Il sesso come liberazione, ma la liberazione malgovernata come prodromo per una nuova restaurazione, mediante la stessa mercificazione dei corpi, sembra dirci PPP facendo il moralista (se anche avesse razzolato bene, sarebbe stato meglio, pure per lui, poraccio).

Ed al riguardo ci potremmo chiedere se proprio il genere "decamerotico" che da questo film prende abbrivio, volgarizzandone il messaggio e riducendolo anzi ad estetica del "nudo", non abbia forse confermato le tesi che emergono in nuce dal lavoro di PPP. Tesi ancor meglio confermata se pensiamo come illustri attrici "decamerotiche" - prima fra tutte la tedesca Karin Schubert - negli anni '80 avrebbero preso la finale china del cinema hardcore, che nelle sue implicazioni soft costituisce un altro grande filone del nostro cinema, almeno negli anni '80 (pensate a Brass ed epigoni).

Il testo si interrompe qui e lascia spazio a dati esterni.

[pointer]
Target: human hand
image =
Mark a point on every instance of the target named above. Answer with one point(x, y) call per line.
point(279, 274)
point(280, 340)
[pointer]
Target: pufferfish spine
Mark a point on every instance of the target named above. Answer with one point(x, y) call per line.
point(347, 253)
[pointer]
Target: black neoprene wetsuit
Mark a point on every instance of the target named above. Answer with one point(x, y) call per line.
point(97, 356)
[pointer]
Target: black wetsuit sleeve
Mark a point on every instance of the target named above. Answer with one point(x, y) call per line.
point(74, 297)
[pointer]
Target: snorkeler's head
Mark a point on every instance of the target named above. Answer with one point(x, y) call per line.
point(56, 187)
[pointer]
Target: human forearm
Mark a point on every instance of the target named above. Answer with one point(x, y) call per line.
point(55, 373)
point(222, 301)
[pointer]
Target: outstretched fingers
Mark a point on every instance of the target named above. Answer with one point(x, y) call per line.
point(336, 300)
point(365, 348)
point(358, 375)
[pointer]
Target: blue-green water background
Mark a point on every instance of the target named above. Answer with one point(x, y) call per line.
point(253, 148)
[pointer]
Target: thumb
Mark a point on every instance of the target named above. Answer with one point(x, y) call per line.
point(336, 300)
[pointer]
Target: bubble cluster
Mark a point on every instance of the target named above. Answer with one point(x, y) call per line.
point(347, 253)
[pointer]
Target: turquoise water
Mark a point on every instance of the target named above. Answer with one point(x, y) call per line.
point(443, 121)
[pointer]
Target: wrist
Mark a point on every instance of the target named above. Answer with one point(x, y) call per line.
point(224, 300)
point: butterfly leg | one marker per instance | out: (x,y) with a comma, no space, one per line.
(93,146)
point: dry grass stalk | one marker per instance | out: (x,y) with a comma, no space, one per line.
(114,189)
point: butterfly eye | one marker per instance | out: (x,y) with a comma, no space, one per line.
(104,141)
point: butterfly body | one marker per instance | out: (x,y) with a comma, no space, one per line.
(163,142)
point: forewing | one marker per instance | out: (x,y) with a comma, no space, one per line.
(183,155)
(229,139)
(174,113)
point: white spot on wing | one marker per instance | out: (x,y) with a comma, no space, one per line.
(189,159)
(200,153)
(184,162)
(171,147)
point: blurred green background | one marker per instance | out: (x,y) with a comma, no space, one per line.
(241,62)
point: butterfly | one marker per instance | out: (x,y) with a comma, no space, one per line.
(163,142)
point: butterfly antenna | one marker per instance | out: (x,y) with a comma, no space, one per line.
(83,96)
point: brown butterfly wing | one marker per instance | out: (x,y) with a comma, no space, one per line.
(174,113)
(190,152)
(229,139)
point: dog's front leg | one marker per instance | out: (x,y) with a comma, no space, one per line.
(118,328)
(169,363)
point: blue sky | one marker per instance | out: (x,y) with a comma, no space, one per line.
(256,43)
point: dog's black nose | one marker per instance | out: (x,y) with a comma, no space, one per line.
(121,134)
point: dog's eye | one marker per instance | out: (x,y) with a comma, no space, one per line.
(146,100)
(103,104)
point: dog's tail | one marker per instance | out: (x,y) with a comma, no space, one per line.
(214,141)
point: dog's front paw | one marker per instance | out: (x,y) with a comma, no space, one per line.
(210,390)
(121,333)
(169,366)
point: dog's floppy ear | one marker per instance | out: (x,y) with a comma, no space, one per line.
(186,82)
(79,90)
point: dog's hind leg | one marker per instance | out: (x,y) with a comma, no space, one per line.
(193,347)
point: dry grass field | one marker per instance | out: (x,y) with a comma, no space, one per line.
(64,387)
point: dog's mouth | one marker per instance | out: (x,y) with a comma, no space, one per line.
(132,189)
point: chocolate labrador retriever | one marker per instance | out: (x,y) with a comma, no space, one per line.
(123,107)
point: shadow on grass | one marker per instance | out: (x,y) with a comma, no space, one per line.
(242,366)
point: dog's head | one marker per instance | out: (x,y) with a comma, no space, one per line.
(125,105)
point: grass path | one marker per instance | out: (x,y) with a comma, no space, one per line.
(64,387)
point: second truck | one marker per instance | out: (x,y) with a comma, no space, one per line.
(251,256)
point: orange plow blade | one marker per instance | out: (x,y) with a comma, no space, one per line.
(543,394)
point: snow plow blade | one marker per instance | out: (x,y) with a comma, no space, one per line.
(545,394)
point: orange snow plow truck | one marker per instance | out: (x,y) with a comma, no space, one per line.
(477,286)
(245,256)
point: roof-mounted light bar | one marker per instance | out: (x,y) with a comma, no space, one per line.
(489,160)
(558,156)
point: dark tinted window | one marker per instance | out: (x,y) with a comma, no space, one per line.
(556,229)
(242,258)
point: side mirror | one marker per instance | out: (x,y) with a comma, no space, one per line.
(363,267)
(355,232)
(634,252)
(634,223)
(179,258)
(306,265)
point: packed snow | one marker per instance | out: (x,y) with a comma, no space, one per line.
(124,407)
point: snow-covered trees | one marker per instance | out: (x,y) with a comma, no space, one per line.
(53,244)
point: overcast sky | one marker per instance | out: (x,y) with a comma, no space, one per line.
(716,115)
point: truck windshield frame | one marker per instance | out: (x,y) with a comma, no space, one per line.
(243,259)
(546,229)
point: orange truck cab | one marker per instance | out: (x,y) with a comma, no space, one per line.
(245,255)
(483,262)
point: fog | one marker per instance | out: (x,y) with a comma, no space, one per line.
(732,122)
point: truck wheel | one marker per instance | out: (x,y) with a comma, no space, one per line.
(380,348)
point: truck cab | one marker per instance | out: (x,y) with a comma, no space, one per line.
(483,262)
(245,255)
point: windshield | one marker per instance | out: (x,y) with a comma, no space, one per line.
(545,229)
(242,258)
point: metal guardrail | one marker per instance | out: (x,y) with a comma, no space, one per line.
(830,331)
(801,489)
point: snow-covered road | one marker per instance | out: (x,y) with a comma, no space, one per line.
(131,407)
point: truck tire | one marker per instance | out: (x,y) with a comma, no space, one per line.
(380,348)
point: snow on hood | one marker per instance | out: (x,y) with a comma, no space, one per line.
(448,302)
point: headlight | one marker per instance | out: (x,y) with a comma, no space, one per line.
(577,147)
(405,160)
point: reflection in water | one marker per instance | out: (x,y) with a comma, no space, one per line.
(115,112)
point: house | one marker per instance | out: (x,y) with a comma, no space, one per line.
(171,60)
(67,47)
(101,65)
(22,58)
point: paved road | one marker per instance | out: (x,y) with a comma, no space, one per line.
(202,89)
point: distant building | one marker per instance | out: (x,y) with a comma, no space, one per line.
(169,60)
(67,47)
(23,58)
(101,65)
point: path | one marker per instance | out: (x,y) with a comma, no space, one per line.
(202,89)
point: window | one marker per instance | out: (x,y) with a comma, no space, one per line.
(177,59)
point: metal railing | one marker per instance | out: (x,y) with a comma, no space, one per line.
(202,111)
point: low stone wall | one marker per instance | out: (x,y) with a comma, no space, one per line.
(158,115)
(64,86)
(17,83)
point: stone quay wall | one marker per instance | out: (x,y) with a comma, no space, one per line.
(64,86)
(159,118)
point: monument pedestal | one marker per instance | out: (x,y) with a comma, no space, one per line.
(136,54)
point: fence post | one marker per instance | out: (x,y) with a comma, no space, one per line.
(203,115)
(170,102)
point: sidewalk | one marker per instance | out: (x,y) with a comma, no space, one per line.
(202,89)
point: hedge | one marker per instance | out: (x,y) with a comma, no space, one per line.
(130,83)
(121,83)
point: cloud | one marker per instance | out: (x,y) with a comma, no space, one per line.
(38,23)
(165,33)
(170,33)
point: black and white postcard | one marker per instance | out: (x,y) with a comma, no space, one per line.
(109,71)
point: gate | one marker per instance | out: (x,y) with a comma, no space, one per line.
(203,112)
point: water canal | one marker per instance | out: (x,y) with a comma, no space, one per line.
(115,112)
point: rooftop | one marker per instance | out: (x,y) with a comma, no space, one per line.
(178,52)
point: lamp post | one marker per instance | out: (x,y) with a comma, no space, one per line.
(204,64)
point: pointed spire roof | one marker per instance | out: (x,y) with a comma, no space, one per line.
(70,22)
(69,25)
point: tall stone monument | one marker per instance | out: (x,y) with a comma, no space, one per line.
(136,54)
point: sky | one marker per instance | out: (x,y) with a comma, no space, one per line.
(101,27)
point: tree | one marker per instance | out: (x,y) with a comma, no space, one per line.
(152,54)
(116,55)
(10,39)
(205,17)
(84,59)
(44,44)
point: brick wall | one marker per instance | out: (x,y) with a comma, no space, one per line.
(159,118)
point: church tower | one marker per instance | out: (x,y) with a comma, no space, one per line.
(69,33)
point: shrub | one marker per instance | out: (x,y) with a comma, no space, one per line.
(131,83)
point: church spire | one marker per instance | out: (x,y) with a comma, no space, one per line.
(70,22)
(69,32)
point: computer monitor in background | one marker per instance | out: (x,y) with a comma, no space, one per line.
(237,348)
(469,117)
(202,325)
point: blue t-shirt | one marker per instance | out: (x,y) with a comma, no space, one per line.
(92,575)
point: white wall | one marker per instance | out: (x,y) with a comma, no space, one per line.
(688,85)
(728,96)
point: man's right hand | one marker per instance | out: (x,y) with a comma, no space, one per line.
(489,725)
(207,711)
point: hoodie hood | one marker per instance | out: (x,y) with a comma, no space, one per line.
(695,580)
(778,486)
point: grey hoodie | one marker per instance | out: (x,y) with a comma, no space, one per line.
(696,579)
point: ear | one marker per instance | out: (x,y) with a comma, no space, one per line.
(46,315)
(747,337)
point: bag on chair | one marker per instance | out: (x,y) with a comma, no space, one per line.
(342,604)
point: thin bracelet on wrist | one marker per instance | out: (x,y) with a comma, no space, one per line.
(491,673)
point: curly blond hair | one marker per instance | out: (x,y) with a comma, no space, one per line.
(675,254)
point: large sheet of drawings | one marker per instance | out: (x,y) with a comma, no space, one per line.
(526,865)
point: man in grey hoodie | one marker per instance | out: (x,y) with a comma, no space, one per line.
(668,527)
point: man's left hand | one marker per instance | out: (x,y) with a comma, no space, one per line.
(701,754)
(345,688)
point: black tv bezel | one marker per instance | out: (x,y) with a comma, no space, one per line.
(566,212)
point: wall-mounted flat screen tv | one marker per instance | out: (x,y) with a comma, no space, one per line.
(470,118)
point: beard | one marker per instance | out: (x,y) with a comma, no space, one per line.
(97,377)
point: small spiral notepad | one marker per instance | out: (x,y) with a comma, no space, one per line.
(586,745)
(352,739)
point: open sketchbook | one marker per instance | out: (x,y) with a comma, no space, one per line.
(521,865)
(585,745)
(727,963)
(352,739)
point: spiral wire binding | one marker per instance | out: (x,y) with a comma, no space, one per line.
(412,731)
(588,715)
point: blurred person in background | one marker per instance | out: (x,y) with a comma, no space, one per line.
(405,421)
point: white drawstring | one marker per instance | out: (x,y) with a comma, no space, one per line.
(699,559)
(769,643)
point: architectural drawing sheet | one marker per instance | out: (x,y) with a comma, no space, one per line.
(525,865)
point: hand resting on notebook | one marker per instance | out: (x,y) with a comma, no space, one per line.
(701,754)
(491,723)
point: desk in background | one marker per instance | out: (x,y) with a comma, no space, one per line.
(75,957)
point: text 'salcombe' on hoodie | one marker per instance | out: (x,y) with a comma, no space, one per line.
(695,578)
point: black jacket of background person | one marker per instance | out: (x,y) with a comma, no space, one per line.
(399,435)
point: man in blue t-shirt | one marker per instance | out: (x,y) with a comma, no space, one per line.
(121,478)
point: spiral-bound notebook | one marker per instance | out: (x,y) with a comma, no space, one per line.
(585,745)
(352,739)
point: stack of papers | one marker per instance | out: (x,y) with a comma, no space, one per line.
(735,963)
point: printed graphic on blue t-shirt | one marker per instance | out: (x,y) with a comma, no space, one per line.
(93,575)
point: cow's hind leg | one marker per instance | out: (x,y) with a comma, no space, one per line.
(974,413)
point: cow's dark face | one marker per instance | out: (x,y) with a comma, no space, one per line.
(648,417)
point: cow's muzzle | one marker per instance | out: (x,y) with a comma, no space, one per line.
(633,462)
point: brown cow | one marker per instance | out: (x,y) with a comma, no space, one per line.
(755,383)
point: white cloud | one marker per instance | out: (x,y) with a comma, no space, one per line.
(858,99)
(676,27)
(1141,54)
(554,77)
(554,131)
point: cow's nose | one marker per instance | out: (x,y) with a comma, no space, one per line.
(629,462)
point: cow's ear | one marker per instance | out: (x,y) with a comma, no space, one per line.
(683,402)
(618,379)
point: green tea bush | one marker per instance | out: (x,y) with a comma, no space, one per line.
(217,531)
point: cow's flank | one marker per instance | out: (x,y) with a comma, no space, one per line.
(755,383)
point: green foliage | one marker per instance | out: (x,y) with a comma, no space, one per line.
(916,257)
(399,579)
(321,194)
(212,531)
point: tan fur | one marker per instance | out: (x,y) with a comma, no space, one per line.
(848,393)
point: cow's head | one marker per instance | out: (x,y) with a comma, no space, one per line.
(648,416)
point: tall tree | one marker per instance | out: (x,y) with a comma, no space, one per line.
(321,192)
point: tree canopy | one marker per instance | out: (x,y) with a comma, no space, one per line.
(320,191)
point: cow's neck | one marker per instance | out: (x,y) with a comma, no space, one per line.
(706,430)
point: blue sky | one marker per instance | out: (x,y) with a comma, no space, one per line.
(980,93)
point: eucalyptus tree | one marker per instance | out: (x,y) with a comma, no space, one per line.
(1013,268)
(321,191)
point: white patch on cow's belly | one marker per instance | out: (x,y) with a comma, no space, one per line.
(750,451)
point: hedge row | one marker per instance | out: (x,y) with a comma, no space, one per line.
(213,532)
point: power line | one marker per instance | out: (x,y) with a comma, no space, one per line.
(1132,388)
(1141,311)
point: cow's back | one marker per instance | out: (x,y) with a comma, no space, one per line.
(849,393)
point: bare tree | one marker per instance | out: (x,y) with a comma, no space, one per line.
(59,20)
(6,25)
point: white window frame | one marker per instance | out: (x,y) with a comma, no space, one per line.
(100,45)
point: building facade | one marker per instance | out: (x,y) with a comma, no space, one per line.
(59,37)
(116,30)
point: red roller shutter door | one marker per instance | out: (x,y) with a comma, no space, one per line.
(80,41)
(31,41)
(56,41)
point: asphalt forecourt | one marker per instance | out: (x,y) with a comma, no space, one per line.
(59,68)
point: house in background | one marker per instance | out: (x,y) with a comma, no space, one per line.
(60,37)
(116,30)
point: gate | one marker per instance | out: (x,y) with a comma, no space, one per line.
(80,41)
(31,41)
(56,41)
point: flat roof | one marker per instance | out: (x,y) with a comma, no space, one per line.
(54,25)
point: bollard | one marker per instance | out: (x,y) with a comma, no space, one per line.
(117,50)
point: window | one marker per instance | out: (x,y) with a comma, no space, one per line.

Dal punto di vista tecnico il film risulta piuttosto interessante, sia per la scelta di una rappresentazione non mediata e per la solita preferenza di PPP per attori non professionisti (salve le comparsate di Citti, Davoli, la mitica Angela Luce e la grande Silvana Mangano), sebbene io non ritenga il nostro come un vero regista, quanto come un autore ed un letterato che utilizzava la cinepresa come prolunga della parola. Ma sono opinioni, sia ben chiaro.

In sintesi, gli amanti della Cultura con la "C" maiuscola potranno vedere questo film per deliziarsi dei pensieri di uno dei massimi feticci intellettuali dell'ultimo novecento (specie dopo la sua Morte ed il pullulare di allievi inconsapevoli ed inconsapevoli nipotini), mentre gli amanti - come me - del vecchio e semplice cinema all'italiana - potranno ben comprendere come, dietro certo cinema di genere, ci sia pure la speculazione intellettuale, ed anche "er dibbbattito".

Dunque: 3/5 in scala DeBaser e 2/5 per gli amanti del "decamerotico", qualche buon nudo si vede pure qui, ma è troppo annacquato nella brodaglia della Cultura.